The U.S. economy shrank by 0.4% in the first quarter of 2022 — 1.4% on an annualized basis. Since a “recession” is generally defined as two straight quarters of negative growth, we can all celebrate the fact that we’re halfway to misery.
It’s not like recession indicators haven’t been blinking red for a while. But none of this fazes the happy folk at the New York Times who see absolutely no cause for concern. The Times economics reporter Ben Casselman wrote that “strong consumer spending and continued business investment suggested that the recovery remained resilient.”
Oh, yeah?
The decline was mostly a result of the two most volatile components of the quarterly reports: inventories and international trade. Lower government spending was also a drag on growth. Measures of underlying demand showed solid growth.
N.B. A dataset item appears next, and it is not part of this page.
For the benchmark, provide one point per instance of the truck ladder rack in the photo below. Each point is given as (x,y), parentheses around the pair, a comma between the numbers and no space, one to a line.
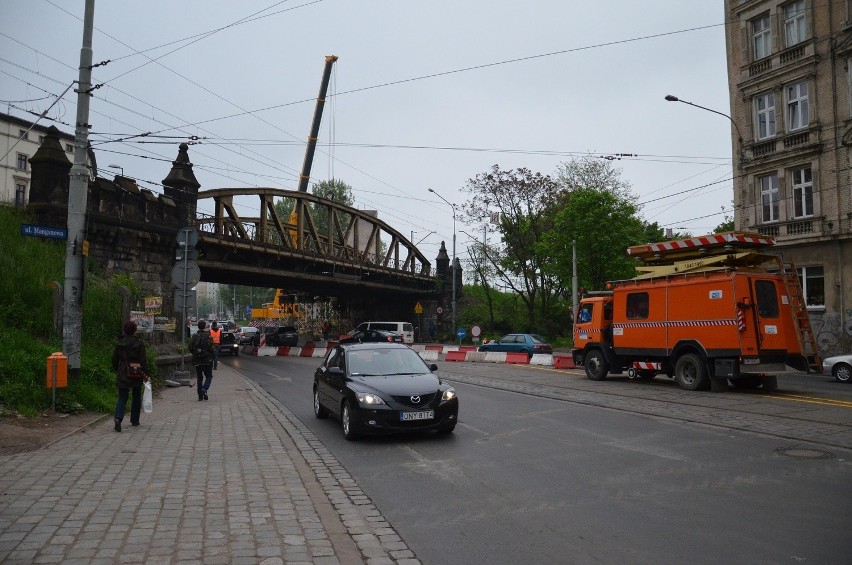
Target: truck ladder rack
(799,309)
Most important, consumer spending, the engine of the U.S. economy, grew 0.7 percent in the first quarter despite the Omicron wave of the coronavirus, which restrained spending on restaurants, travel and similar services in January.
Consumers are on a spending spree now because they want to buy stuff today rather than wait a month or two when the same item will be more expensive.
But choppy waters may lie ahead. The first-quarter data mostly predates the spike in gas prices that has accompanied Russia’s invasion of Ukraine and the lockdowns in China that have threatened to further disrupt global supply chains. The Federal Reserve in March raised interest rates for the first time since the pandemic began, and several more rate increases are expected this year as policymakers seek to tame the fastest inflation in four decades.
“We are watching a bunch of seismic changes in real time,” said Wendy Edelberg, director of the Hamilton Project, an economic policy arm of the Brookings Institution.
Economists used to think high inflation and negative growth were a rarity — until they met Jimmy Carter and Joe Biden.
What is it about Democratic presidents that brings out the worst in the economy?